Но после пятнадцати лет тревожной, тяжелой и ответственной службы земского начальника Витя теперь уж не мог не оценить своего нового положения: сравнительное благосостояние, кабинетные занятия (Витя заведовал судебным отделом губернского присутствия), давно не испытанное спокойствие и безопасность.
В темные осенние ночи просто не верилось, что можно еще жить так покойно, ложиться спать, не опасаясь поджогов, нападений в крепких стенах «Гарни» со швейцаром и полицейскими на Захарьевской. Мы жили впервые для себя и друг для друга без душевного разрывания за окружающее; напротив, мы жили в большом, очень дружном и симпатичном обществе, которое встретило нас очень радушно. Отвыкшие в последние годы от общественной жизни, теперь мы с Витей почти ежедневно бывали приглашены на обеды, вечера и, со своей стороны, несмотря на жизнь в отеле, сумели устраивать в ответ и у себя, хотя и скромно, несколько обедов и вечеров. Казалось, нас прибило к какой-то счастливой пристани, где все за что-то нас полюбили и незаслуженно ласкали. Одно отравляло эту счастливую жизнь: разлука с семьей и Губаревкой. Это постоянно терзало и томило меня! Зимой, когда я знала Губаревку под снегом, а семью мою в Петербурге, я была покойна. Но, как только солнышко светило по-весеннему, поднималась тревога: как справятся с посевом, зацвел ли сад? Что жеребята? Всеми фибрами связанная с хозяйством в Губаревке, я следила шаг за шагом за ним путем переписки с преданной Ольгой Тимофеевной, Гагуриным Васей и др.

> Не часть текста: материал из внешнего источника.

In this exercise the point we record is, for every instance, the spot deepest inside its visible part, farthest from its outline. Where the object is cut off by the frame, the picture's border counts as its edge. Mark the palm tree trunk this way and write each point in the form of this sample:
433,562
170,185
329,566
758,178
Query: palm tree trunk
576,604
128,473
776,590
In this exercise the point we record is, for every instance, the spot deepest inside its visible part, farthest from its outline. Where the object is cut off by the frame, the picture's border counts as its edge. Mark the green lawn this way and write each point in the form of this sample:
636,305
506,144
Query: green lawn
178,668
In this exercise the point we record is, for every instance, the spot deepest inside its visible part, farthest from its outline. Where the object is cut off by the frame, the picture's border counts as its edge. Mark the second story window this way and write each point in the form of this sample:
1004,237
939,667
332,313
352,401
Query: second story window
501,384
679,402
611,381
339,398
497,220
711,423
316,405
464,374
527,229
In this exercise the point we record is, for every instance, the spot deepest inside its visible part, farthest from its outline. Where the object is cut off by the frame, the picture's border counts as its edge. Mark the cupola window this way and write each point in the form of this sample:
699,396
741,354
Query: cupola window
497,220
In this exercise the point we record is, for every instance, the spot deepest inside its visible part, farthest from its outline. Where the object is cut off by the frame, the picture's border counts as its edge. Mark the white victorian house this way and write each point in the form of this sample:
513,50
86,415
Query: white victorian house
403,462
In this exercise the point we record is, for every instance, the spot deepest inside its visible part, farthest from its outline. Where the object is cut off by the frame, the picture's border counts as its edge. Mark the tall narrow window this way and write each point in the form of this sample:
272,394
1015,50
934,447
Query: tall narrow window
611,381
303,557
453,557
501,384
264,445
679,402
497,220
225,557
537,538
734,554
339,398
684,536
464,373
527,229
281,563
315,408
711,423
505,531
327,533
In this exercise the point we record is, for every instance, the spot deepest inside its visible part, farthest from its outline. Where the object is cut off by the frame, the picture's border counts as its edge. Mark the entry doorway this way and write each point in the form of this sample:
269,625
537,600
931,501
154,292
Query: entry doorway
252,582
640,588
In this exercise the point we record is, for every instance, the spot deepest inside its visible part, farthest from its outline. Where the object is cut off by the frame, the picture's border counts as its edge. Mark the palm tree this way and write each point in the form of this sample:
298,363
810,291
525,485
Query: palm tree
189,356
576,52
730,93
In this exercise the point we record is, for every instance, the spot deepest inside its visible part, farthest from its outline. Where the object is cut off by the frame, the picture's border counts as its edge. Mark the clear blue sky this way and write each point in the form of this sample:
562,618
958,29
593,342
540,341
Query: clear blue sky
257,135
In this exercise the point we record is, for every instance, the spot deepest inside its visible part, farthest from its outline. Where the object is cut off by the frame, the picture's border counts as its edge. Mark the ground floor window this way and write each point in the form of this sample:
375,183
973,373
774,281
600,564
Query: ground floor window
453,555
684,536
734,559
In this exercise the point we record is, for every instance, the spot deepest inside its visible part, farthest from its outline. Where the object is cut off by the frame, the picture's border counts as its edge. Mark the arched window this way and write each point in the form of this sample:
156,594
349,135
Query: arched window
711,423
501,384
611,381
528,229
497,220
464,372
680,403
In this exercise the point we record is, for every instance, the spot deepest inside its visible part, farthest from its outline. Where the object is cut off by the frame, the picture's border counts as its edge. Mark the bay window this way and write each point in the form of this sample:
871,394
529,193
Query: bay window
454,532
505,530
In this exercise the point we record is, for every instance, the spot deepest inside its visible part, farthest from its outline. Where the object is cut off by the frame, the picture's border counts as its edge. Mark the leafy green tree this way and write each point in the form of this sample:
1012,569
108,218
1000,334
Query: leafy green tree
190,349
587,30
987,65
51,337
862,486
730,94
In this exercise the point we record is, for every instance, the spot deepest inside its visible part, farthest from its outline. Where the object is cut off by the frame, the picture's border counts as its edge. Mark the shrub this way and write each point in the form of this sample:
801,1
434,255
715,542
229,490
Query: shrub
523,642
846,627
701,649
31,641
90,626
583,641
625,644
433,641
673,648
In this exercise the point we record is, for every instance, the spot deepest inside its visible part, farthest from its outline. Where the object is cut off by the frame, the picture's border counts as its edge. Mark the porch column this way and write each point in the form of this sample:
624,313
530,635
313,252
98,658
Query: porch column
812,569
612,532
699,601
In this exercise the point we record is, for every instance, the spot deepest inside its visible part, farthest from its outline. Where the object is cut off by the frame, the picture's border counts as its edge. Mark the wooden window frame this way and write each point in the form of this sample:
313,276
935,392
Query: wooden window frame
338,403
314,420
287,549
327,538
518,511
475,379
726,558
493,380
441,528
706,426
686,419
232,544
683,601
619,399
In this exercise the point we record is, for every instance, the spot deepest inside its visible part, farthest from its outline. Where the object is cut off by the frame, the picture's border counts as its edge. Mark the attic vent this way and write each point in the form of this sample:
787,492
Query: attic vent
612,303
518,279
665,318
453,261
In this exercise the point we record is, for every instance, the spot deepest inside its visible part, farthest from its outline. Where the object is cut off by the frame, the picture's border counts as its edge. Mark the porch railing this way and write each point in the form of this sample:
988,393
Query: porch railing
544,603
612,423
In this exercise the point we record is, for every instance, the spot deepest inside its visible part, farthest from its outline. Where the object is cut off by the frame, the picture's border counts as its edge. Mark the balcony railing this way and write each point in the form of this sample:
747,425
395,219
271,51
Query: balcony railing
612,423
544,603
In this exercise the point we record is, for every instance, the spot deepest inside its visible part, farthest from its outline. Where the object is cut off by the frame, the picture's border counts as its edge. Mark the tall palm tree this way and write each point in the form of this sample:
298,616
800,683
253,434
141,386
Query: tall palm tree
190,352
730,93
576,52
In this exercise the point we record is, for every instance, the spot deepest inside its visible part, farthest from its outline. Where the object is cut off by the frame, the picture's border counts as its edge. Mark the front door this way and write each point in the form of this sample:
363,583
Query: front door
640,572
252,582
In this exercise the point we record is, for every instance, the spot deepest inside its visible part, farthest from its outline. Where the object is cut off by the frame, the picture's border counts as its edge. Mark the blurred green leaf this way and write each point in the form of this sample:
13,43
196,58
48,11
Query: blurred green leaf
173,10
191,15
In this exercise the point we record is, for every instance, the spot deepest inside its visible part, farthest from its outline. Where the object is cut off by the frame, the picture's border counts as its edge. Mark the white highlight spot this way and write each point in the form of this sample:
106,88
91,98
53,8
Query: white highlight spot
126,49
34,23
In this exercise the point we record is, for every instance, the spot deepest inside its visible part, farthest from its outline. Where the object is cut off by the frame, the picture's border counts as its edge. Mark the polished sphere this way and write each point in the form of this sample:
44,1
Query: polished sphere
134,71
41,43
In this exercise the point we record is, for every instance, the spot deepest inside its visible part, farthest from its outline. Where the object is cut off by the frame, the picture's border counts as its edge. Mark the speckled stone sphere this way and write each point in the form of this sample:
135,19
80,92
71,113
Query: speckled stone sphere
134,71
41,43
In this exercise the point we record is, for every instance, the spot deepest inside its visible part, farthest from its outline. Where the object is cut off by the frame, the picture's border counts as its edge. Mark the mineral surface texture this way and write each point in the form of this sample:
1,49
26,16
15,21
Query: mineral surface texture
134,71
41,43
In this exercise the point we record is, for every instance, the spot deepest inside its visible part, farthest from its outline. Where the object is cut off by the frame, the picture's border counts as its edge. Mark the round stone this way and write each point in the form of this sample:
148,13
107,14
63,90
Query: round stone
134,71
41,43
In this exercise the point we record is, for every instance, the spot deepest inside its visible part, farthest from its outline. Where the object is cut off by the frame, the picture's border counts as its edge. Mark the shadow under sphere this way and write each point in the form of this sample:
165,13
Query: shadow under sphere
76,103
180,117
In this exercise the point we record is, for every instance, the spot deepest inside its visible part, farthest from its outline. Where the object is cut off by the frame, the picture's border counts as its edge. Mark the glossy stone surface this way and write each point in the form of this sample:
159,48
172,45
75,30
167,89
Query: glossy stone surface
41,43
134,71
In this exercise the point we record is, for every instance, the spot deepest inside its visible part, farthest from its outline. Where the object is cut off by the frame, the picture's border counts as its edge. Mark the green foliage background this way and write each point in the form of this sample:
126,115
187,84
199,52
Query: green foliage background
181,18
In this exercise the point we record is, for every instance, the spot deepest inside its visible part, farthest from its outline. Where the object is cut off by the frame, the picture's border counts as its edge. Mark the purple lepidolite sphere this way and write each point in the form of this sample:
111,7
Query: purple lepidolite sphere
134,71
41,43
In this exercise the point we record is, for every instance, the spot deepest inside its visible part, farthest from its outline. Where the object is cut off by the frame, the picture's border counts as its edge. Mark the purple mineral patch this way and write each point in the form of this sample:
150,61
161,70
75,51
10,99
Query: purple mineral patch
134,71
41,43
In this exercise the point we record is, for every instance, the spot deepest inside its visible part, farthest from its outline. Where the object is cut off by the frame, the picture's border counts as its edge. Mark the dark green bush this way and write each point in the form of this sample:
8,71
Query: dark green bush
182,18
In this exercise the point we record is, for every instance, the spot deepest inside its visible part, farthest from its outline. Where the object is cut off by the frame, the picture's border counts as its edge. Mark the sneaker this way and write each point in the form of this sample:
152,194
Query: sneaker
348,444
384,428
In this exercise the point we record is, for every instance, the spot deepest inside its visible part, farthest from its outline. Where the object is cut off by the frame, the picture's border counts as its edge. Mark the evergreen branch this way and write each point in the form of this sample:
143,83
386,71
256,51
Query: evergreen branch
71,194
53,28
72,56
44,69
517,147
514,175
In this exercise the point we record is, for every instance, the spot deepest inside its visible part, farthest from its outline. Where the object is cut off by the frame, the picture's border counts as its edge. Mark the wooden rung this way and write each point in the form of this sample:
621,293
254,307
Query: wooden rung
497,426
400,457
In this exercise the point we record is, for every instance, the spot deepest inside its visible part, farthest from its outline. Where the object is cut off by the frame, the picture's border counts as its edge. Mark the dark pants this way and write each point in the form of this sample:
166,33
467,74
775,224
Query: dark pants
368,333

Но с моим отъездом в Минск и Леле предстояло позаботиться о Губаревке. Как было взваливать на него столь привычные мне заботы о хозяйстве? Ведь он приезжал отдохнуть на два-три летних месяца с семьей и все-таки усиленно тогда работал над своими научными трудами, забираясь с шести часов утра на вышку бельведера. Где же ему было доглядеть за полевыми работами? Свеча горела бы с двух концов. Поэтому все три лета подряд я спешила из Минска в Губаревку, где Тетя с Оленькой тосковали в разлуке с нами. Витя, отпуская меня, и сам вырывался в Губаревку в отпуск, но все это было нелегко! Одного месяца для хозяйства было мало. Когда же Витя оставался в Минске, он страшно тосковал. Тогда сердце разрывалось и за него. С Лелей была семья, a Витя был один! Езды двое суток, не наездишься. В последнее лето 1908 года я провела в Губаревке четыре месяца. Витя приезжал тогда в Губаревку из Минска два раза, его второй отпуск кончался четырнадцатого октября, но подобные отлучки не были терпимы на службе и уже вызывали ропот сослуживцев.